Perguntado se há juristas que defendam algumas mudanças no Judiciário como, por exemplo, na maneira de indicação para as supremas cortes, ela inicia afirmando que não é “bom que o Executivo tenha esse monopólio da indicação”, e que é também uma defensora do mandato. No primeiro caso, ela defende a adoção de um regime misto: “parte do Supremo sendo indicada pelo Executivo, parte vindo do próprio Judiciário, outra parte indicada pelo Legislativo. Seria um modelo híbrido”. No segundo caso, considera importante o mandato aos moldes das Cortes constitucionais sul-africana, alemã e colombiana. Outa questão importante é “a amplitude das competências do Supremo. Eu sou a máxima defensora de que a jurisdição do Supremo seja concentrada em matéria constitucional e não para julgar, por exemplo, habeas corpus, se transformando em juiz penal” (Caros Amigos ano XVII, nº 69, p. 19).

Abro um parentese para essa assertiva de Piovesan no que tange à jurisdição do Supremo, pois entendo que o STF vem contribuído e muito para macular a imagem do judiciário brasileiro, não só no julgamento de habeas corpus de diversos infratores notadamente envolvidos em organizações criminosas como foram os casos de Eike Batista e Marcos Valério, mas também em decisões que contrariam a legislação penal e as decisões originadas dos tribunais como foi o caso da aplicação do princípio da insignificância nos casos de furto de celular. Por essas e outras , as ações do STF, por meio das condutas dos seus ministros, vêm criando uma série de embaraços para o Sistema de Justiça Criminal nacional, inclusive colocando em xeque todo o seu aparato repressivo, bem como engendrando um sentimento de antipatia por parte dos cidadãos ante às decisões que não raramente contraria a opinião pública.     
  
Perguntado sobre a judicialização da política, onde se retira muitos casos que poderiam ser resolvidos no âmbito legislativo indo para o Supremo,  Piovesan responde afirmando que vivenciamos hoje no país “uma excessiva demanda do Supremo”. Isso se dá porque “houve certo grau de desilusão, de desencantamento com o Poder Legislativo e com o Poder Executivo. A questão dos homoafetivos [...] era uma questão estagnada no Legislativo, que foi deslocada para o Judiciário. O tema, por exemplo, da antecipação terapêutica do parto, em casos de anencefalia fetal, era outro refém da bancada religiosa e que chegou ao Poder Judiciário” (Caros Amigos ano XVII, nº 69, p. 20).


Dessas perguntas e resposta, podemos observar, através das palavras de Piovesan, que a reforma do Judiciário é uma questão fundamental para a consolidação da democracia no país, pois com desigualdade de acesso à justiça não se pode falar de democracia. Eliminar os obstáculos econômicos, sociais e culturais, como alerta o sociólogo português Boaventura de Souza Santos, é de fundamental importância para os propósitos democráticos.

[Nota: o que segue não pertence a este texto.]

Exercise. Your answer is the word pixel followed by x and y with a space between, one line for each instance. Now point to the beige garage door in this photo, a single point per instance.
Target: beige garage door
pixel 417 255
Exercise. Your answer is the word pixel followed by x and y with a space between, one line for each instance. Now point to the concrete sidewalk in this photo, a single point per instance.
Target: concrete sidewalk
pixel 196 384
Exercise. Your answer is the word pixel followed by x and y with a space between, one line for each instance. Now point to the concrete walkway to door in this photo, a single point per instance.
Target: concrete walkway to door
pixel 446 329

Nesse sentido, Piovesan está na mesma linha daquilo que Sousa Santos chama de revolução democrática da justiça, que prega um novo senso comum jurídico que segue três premissas: primeira, “uma crítica ao monopólio estatal e científico do direito”, com uma proposta de uma “concepção forte de pluralismo jurídico e uma concepção política do direito”; segunda, o “questionamento do caráter despolitizado do direito e a sua necessária repolitização”; por fim, ampliação da “compreensão do direito como princípio e instrumento universal da transformação social politicamente legitimada, dando atenção” para o que ele designou de “legalidade cosmopolita ou subalterna”, ou seja, “deslocar o olhar para a prática de grupos e classes socialmente oprimidas que, lutando contra a opressão, a exclusão, a discriminação, a destruição do meio ambiente, recorrem a diferentes formas de direito como instrumento de oposição”.

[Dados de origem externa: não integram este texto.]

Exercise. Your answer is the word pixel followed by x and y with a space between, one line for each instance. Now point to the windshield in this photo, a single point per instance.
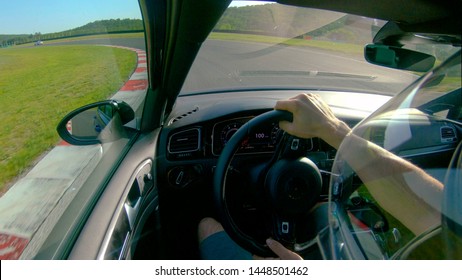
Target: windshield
pixel 403 201
pixel 274 46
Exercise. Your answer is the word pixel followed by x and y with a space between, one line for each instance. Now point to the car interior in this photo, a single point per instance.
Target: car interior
pixel 183 163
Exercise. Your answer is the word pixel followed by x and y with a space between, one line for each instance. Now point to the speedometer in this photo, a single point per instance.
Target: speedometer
pixel 228 131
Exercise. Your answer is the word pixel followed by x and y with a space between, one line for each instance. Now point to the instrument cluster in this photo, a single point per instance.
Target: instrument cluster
pixel 262 140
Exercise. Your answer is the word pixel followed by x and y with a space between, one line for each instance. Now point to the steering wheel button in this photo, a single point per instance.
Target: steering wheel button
pixel 295 144
pixel 285 227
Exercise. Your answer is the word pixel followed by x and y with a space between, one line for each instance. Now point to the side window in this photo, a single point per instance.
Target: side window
pixel 55 58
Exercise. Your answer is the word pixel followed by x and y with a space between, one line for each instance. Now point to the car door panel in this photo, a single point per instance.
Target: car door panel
pixel 113 228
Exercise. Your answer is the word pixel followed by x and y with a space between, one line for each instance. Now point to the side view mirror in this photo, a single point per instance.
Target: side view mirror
pixel 96 123
pixel 398 58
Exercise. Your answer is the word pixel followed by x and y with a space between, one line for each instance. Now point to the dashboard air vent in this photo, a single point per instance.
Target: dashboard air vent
pixel 186 141
pixel 184 115
pixel 448 134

Para Sousa Santos só é possível uma revolução democrática da justiça com a valorização da diversidade jurídica, ou seja, com a implantação de uma justiça cidadão. Para ele, uma sociologia do sistema judiciário deve abordar o desempenho judicial de rotina ou de massa que corresponde ao trabalho cotidiano dos tribunais.

À guisa de conclusão, as ideias trazidas por Piovesan coadunam, pelo que foi visto acima, em parte com as concepções revolucionárias de Sousa Santos, onde a modificação da estrutura do sistema judiciário moderno se faz necessária e urgente para uma melhor adequação aos anseios democráticos de acesso à justiça aos menos favorecidos econômica, social e culturalmente.

No caso brasileiro isso ainda é mais imperativo, pois o acesso à justiça ainda mantém-se elitista, onde os obstáculos econômicos são evidentes, favorecendo os mais aquinhoados economicamente, pois os custos processuais são elevados para uma parcela significativa da população. Ademais, a escassez de órgãos de assistência jurídica e de defensoria pública cria obstáculos sociais e culturais difíceis de transpor, contribuindo, assim, para o não acesso à justiça dessa camada significativa da população.